Looking at the config you have logging, monitoring and repo running on the same box. My guess would be that its starved for resources and thats why it takes so long for opensearch to spin up. If that is the case you would have a hard time using the services to begin with.
What are the specs of the box?
yes that is a valid point, we are given only a small cluster with limited configuration, hence had to club them together.

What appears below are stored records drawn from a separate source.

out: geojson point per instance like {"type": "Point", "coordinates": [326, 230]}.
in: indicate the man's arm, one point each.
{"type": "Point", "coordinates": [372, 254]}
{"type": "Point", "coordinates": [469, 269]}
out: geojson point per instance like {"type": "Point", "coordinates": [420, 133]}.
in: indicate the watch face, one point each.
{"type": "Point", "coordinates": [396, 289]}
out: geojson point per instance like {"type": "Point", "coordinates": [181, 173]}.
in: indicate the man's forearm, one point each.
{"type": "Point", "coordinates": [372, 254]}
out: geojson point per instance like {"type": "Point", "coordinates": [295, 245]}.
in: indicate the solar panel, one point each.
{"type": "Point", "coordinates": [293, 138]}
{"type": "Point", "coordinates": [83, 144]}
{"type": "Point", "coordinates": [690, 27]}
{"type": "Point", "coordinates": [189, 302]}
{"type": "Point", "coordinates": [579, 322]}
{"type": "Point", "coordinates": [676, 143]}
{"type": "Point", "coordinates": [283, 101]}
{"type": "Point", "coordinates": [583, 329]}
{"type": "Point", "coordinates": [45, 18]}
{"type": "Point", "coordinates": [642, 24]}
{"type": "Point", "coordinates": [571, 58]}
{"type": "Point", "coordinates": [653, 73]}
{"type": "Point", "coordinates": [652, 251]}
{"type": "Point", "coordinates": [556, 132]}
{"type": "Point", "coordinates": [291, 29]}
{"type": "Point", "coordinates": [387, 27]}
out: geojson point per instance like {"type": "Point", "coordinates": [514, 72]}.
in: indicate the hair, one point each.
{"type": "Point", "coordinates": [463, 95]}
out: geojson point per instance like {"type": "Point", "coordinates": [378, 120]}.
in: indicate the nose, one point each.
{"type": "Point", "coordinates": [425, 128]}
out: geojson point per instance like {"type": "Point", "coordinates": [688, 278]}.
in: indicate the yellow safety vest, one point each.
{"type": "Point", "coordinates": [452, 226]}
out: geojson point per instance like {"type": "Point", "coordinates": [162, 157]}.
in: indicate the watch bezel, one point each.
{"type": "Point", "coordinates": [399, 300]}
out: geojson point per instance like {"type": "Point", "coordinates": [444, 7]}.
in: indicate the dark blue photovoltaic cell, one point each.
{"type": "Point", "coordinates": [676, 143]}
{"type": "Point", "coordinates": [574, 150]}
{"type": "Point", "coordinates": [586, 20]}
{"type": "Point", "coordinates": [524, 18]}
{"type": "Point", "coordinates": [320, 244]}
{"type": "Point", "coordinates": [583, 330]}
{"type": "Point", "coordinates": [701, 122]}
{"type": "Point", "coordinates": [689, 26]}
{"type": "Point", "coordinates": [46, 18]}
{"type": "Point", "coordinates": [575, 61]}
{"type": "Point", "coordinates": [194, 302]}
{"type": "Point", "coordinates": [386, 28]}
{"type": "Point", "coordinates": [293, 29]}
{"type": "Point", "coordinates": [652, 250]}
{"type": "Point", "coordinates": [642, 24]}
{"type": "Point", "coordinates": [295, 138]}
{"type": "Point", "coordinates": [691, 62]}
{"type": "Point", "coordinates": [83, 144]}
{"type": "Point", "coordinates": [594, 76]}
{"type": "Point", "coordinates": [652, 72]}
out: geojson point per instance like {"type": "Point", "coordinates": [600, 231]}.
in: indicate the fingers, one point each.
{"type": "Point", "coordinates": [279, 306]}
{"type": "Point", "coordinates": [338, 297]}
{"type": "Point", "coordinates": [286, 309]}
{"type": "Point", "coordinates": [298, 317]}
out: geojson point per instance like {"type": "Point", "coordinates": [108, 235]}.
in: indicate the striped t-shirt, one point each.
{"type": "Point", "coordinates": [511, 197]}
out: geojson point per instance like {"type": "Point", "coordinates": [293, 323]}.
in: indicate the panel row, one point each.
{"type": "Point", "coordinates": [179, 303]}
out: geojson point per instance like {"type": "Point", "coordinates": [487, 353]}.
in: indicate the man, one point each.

VMs (each 4vCPUs, 16GB RAM) | Hosted software | Storage requirements (disk) |
---|---|---|
1 | Kubernetes master, haproxy, kafka | 64 gb |
2 & 3 | Kubernetes worker node | 32 gb |
4 | DB(db data, db log, backup data, backup service log) | 64 gb |
5 | Repo, logging, monitoring | 100 GB |
As @seriva already mentioned, it looks like you're running out of resources on the vm. To go through the installation process, as a workaround, you can modify the failing task by adding a timeout
parameter:
https://github.com/hitachienergy/epiphany/blob/v2.0/ansible/playbooks/roles/opensearch/tasks/configure-opensearch.yml#L123 (/epicli/ansible/playbooks/roles/opensearch/tasks/configure-opensearch.yml
in the container).
However, I would expect further problems with the proper operation of all services.
Yes, agreed with what @przemyslavic said. Hosting repo/logging/monitoring on a single box that size might be to much. By default logging and monitoring run on separate VMs of the size you are using so expect more problems when the services would be under load.
My advice is to scale up that machine or separate services over multiple machines.
@rahulrajanrepo Any more input from your side or something more needed from our side? Or can this issue be closed?
Hi Seriva,
Just want to know the minimum hardware requirement for each server to perform seamlessly , thanks.
That is not something we can answer as this is project specific. For our testing of clusters in the Azure cloud without an application on top we use the following VM sizes per component separately:
Logging: Standard_DS2_v2
Monitoring: Standard_DS2_v2
Repository: Standard_DS1_v2
Again this is an empty clusters so you need to check with the project what load you are expecting and adjust accordingly. Closing the issue as this is not Epiphany related but project.